Mais d’où nous viennent ces histoires d’esprits, de fantômes, d’apparitions, ces jeux de la démence et de l’épouvante ? Qui donc voyait dans le « frisson de la peur » et dans le « sens du mystère » les signes où se reconnaît l’âme septentrionale ? Ces fantasmagories n’ont pas été conçues dans les brumes du Nord : elles sont nées sur les rives lumineuses d’une mer enchantée, dans l’atmosphère transparente des nuits méditerranéennes.

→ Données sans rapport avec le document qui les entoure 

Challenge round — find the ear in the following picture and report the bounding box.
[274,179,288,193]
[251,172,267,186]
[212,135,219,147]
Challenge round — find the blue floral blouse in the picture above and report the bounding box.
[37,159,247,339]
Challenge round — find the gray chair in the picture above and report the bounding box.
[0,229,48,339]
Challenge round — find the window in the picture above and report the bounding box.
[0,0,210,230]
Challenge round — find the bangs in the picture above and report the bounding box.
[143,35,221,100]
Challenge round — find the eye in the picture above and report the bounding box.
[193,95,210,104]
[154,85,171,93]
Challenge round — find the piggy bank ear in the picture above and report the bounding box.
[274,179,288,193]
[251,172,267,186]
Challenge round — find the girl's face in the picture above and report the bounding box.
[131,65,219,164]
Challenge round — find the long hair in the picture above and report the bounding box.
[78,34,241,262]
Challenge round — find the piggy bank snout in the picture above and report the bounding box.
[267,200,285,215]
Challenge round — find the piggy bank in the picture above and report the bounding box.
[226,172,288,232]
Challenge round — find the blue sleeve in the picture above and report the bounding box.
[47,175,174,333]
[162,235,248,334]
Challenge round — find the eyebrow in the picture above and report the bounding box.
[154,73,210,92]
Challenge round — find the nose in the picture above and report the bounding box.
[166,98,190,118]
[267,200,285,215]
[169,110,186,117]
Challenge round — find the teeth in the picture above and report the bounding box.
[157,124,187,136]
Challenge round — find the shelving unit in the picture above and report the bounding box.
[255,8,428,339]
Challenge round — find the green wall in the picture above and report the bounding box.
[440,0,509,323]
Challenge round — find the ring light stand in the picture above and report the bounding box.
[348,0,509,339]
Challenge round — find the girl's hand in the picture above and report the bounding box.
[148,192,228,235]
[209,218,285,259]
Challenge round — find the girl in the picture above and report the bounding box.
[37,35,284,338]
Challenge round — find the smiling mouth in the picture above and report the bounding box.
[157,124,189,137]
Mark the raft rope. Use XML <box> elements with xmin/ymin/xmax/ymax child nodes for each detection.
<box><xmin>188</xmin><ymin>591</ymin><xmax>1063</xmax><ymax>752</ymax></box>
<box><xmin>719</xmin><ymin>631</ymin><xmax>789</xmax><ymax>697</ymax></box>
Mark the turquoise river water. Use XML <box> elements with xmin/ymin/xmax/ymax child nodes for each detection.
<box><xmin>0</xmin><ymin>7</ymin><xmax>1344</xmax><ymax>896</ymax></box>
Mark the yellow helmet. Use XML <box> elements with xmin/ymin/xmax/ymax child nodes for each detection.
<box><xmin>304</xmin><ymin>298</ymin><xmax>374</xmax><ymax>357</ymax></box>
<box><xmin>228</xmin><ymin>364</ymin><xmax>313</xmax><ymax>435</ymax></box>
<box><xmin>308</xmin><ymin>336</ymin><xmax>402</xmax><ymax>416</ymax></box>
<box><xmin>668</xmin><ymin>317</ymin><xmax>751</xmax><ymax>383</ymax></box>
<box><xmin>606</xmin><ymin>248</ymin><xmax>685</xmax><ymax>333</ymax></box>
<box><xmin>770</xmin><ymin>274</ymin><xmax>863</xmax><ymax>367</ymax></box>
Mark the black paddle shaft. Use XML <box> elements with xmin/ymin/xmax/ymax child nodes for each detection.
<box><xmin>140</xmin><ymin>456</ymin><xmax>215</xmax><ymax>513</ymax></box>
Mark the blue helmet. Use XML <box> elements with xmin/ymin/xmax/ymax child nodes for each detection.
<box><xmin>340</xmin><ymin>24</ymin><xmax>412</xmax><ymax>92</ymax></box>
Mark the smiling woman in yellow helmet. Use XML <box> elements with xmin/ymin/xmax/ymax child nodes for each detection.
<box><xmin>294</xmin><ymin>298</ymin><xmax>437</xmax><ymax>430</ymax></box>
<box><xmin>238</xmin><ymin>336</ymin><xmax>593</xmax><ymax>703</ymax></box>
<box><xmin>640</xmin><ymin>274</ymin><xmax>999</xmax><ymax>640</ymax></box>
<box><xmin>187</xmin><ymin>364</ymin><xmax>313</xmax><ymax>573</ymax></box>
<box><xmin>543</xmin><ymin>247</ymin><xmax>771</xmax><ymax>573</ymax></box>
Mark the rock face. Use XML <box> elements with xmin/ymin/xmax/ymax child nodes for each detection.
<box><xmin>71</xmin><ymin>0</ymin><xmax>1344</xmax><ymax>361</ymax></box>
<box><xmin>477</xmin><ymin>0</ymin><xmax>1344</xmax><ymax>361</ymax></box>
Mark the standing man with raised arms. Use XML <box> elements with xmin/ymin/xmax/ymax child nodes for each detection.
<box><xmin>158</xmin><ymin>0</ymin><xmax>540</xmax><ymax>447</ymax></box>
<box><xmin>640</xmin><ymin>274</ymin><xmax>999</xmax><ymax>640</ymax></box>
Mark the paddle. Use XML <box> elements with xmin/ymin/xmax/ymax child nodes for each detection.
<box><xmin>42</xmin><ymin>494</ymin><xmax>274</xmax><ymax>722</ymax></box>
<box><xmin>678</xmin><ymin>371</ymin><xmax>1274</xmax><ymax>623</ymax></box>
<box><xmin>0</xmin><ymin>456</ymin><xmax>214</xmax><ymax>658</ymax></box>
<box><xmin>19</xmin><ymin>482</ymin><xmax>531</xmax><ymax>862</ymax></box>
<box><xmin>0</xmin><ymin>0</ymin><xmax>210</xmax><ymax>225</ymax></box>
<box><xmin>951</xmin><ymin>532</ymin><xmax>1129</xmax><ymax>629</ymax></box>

C’est de même un lieu commun de parler de la sensualité méridionale. L’Italie est une terre de volupté. C’est pourquoi Stendhal l’a célébrée : apparemment s’il se souvenait de Boccace et d’Arioste, il oubliait Dante et Pétrarque. Il est curieux que, dans ce roman de mœurs napolitaines, le principal épisode amoureux soit emprunté à la conception la plus épurée, la plus éthérée de l’amour. Pour avoir aperçu derrière une fenêtre le visage émacié de Bianca Maria, le docteur Amati en est devenu amoureux. Celui-ci est l’homme de science, le médecin, l’homme fort à la mode d’aujourd’hui. Il est d’esprit positif ; il a quarante ans ; il sait la vie ; et rien que d’avoir vu paraître au balcon ce délicat et pensif visage de jeune fille, il en a été remué jusqu’au fond de son être. Il a vu de loin la jeune fille, et pendant deux ans il lui a suffi de la voir. Il a deviné dans cette existence monotone et désolée un infini de souffrance ; c’est par-là qu’il a été conquis. On l’a appelé auprès de la malade pour la soigner ; et ce qu’il a éprouvé auprès d’elle, ç’a été un sentiment de pitié profondément tendre. Il a voulu la protéger, la rendre à la santé, à la joie, et ce désir a grandi en lui au point de devenir le plus puissant intérêt de sa vie. Une intimité s’est établie entre les deux amans, sans qu’un mot d’amour ait été prononcé. Car ils s’étaient reconnus, suivant la glose des mystiques. Et c’est des deux côtés le même amour idéal, où le cœur et la tête sont seuls engagés, et si noble, si désintéressé, si délivré de toute scorie charnelle, si différent de ce qu’on est convenu d’appeler l’amour, qu’on voudrait lui donner un autre nom et trouver un mot pour distinguer de la vulgaire émotion des sens cette claire flamme qui semble une parcelle du feu divin.